Irene Nordli s'est exprimée en norvégien, et une jeune femme a joué le
rôle d'interprète. Je ne mentionnerai pas les autres œuvres de
l'exposition pour n'y avoir pas prêté suffisamment attention lors de
cette visite-conversation centrée sur Irene Nordli.]
C'est
une esthétique du fragment et de la recombinaison que joue Irene Nordli
dans sa série « Super white ». Le titre fournit d'autres indications :
l'attachement au blanc immaculé de la porcelaine, la représentation de
« super » figures, héros inventés à partir de prélèvements sur figurines
de super-héros, mais aussi de jouets, et autres petits sujets
anecdotiques peuplant l'habitat bourgeois, trouvés après des générations
au fin fond d'un grenier.
Les
figures exposées sont essentiellement féminines, c'est la couleur qui
est d'emblée annoncée dans le document d'aide à la visite. Mais je
n'aime pas lire ce type de documents avant de me faire un avis
personnel. Je me suis donc forgé en moins de 5 minutes l'intime
conviction que les personnages-amalgames d'Irene Nordli étaient des
hommes.
D'une
part, la plupart des pièces présentées à la Galerie Collection est
composée de fragments de corps plutôt « asexués » (jambes, pieds) dont
il est difficile de dire le genre. D'autre part, les membres sont
denses, les muscles saillants, les chaussures de gros godillots que les
cavaliers norvégiens du XVIIIe n'auraient pas boudé.
C'est
donc en toute confiance que je demande innocemment pourquoi l'artiste
s'attache-t-elle de façon aussi caractérisée à créer des figures
masculines ? Intervalle traduction. Petit blanc porcelaine. Puis Irene Nordli répond tranquillement et très clairement que les figures sont en fait féminines. Je pique un fard absolument pas porcelaine.
Irene
Nordli poursuit en expliquant benoîtement que ce sont juste des femmes
très très musclées, l'air de dire « bien évidemment que les femmes
peuvent aussi être des costaudes, petite Française arriérée ». Oui,
mais... Et les chaussures ?! Tout cela est de la faute des chaussures.
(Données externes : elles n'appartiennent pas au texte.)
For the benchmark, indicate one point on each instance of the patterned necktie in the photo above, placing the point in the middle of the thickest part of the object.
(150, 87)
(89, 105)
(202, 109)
On ne me fera pas croire que de tels équipements évoquent d'emblée
l'image que l'on a, enfouie dans son cerveau reptilien, de l'essence
féminine.
Qui
plus est, Irene Nordli a insisté sur son intérêt initial pour les
figurines historiques qu'elle trouvait dans le grenier familial. Or ce
type de figurines classiques ne représentait pas les femmes de la sorte.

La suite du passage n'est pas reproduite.